Ruggedly designed, operating on the “blowback” principle, it was short enough to dangle conveniently from a skier’s shoulders and could be brought into action from that position in a split second. It also had a single-shot option for aimed fire, although it was not terribly accurate beyond 100 yards in that mode. Up close, however, it was lethal. The Russians feared and hated Suomi gunners, and with good reason—one Finnish soldier would be decorated for scoring over 200 confirmed kills with his Suomi during the motti battles in the central forests. The preferred method of ammo feed was a seventy-round drum; the caliber was 9 mm. Twenty- and fifty-round box magazines were also available for this weapon, but they do not seem to have been used as much in the Winter War as they would be during the later “Continuation War,” when a much higher percentage of Finnish soldiers were armed with rapid-fire weapons than was the case in 1939.

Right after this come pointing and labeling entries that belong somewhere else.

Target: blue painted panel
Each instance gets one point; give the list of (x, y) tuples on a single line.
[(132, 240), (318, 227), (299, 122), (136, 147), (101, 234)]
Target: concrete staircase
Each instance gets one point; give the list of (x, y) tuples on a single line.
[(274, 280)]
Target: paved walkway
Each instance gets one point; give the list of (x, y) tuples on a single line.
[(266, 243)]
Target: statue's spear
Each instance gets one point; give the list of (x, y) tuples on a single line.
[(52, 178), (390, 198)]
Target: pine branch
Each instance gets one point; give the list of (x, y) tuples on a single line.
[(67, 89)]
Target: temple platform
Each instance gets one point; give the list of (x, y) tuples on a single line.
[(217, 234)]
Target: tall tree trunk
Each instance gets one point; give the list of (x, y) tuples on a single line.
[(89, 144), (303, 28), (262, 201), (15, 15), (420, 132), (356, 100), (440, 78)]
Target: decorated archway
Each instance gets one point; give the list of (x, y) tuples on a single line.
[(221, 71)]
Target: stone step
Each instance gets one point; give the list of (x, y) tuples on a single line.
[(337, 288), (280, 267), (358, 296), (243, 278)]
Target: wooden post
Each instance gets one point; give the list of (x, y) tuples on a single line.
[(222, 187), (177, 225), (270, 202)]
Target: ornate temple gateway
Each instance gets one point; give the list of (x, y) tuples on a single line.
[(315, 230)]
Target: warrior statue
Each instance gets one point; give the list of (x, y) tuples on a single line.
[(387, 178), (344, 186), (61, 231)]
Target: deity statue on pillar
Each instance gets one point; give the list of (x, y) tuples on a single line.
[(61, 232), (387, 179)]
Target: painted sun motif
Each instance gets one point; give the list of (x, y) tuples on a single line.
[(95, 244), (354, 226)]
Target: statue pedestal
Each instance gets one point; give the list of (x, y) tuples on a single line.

Because the Suomi burned ammo at a furious rate, only a few hundred of them were issued per division at the start of the war. Under combat conditions, of course, many men managed to “acquire” Suomis to replace their bolt-action rifles. In the beginning, though, only the coolest and most intelligent troopers were issued the gun; to be designated a Suomi gunner was an honor almost the equivalent of another stripe.
Interestingly, the Russians had a chance to look at the Suomi before the war and turned it down. As Marshal of Artillery Voronov tells it:
Way back in the beginning of the 1930s, we had acquired a model of the “Suomi” submachine gun. It was even tested by a commission of specialists on infantry weapons. The commission decided that it was a “police” weapon, unsuitable for military combat operations. The design and production of such submachine guns was considered superfluous. Acting on his own initiative, the Soviet designer V. G. Federov designed during those years a low-powered submachine gun which used Nagant revolver bullets. After being tested, this submachine gun was also rejected. Now, having encountered the widespread use of submachine guns in the Finnish Army, we bitterly regretted these miscalculations. [5] Bialer, 132.
Official Red Army doctrine in 1939, Voronov goes on to say, still emphasized massed volleys of rifle fire. It was feared that if the poorly educated recruits got hold of automatic weapons, they would waste too much ammo.
There was another weapon in the Finns’ arsenal, one that occasioned any number of colorful newspaper yarns, and that was the puukko knife, a Lapp blade about the size and heft of a Bowie knife. Most of the tales about single-handed Finns dispatching whole squads of Russians with their puukkos were obviously concocted by correspondents in the bars of the Helsinki hotels. The weapon did find employment from time to time in desperate situations, but the Finnish soldier no more went looking for hand-to-hand combat than did the average soldier in any army.